Un programma interamente viennese è quello proposto dall’OSI e da Christian Zacharias per la serata dell’11 marzo. Scelta decisamente congeniale al pianista-direttore, nato in India ma cresciuto in Germania e vincitore di premi prestigiosi come il Van Cliburn, che di Mozart è oggi considerato uno dei maggiori interpreti in assoluto. Al genio di Salisburgo Zacharias ha dedicato un intenso lavoro con l’Orchestra da camera di Losanna, di cui è stato direttore artistico per tredici anni, incidendo tutti i concerti per pianoforte e orchestra. Questi cd sono stati salutati dalla critica internazionale con riconoscimenti di prim’ordine, come il Diapason d’Or e il premio Choc du Monde de la Musique. Per la sua attesissima apparizione a Luganomusica, Zacharias ha scelto una pagina della maturità mozartiana, il Concerto n. 25 in do maggiore, caratterizzato da un grande spessore sinfonico e da un limpido equilibrio fra solista e orchestra. Allo stesso anno del Concerto, il 1786, appartiene anche una delle opere più fascinose di Mozart, l’aria Ch’io mi scordi di te?, che venne eseguita a Vienna la stessa sera in cui l’autore presentò al pubblico il Concerto n. 25. L’aria, destinata al giovane soprano britannico Anna Selina Storace, prevede – cosa del tutto unica – un pianoforte obbligato in orchestra, e la parte fu suonata dallo stesso Mozart. Innamorato della talentuosa e bella Anna, Mozart volle dedicare a lei e a se stesso (come scrisse sulla partitura) un momento musicale intenso ed unico, nel momento in cui la giovane dava l’addio a Vienna, dove aveva cantato nelle Nozze di Figaro. Ad interpretare questa pagina straordinaria sarà Marie-Sophie Pollak, soprano tedesco che, a soli ventotto anni, è ritenuta una delle voci più interessanti nel repertorio barocco e classico.

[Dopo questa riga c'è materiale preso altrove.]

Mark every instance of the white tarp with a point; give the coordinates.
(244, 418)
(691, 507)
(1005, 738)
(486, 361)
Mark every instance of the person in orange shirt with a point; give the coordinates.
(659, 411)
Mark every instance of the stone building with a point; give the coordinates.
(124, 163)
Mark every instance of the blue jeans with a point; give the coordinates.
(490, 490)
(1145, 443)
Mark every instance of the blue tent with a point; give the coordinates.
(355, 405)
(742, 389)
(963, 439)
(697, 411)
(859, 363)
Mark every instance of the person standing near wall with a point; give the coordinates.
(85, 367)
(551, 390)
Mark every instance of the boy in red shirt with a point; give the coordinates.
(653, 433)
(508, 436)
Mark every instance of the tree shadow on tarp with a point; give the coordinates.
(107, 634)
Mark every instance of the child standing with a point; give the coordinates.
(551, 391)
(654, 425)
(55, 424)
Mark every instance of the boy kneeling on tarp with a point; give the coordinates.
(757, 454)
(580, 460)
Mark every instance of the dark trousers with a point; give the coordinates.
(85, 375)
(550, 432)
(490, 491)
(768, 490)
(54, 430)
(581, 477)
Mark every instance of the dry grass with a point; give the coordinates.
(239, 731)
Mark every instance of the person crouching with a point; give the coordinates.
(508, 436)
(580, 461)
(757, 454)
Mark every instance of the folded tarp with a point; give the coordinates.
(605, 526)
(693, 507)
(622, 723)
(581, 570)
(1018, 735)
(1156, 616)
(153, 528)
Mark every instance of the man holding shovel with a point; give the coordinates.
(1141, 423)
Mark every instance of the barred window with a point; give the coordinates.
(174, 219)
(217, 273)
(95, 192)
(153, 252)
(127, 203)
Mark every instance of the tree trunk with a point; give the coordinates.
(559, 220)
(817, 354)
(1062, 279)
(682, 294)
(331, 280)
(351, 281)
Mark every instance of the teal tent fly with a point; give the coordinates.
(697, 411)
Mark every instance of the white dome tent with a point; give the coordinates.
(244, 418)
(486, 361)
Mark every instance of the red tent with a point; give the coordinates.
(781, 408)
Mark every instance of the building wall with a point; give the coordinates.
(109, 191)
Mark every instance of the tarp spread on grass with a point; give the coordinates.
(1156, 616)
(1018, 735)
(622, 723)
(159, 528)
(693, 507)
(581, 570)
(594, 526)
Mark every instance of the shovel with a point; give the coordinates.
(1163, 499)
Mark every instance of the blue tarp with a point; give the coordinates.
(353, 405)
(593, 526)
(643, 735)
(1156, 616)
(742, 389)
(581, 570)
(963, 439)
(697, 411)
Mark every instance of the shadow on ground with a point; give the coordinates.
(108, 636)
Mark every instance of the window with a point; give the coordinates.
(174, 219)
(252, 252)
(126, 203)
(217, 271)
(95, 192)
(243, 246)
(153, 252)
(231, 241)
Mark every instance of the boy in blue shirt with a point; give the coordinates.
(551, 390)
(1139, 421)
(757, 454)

Il programma è completato da una sinfonia giovanile di Schubert, la Quarta, scritta nel 1816, a soli diciannove anni. Nonostante l’autore ritenesse le sue prime sei sinfonie delle mere esercitazioni, indegne di essere presentate al pubblico, questa pagina presenta notevoli punti di interesse: la tonalità di do minore e le atmosfere tese e drammatiche – che le valsero il titolo di Tragica, apposto dallo stesso Schubert – ricordano il Beethoven della Quinta. La Sinfonia n. 4 fu comunque ascoltata per la prima volta in una sala da concerto solo vent’anni dopo la morte dell’autore.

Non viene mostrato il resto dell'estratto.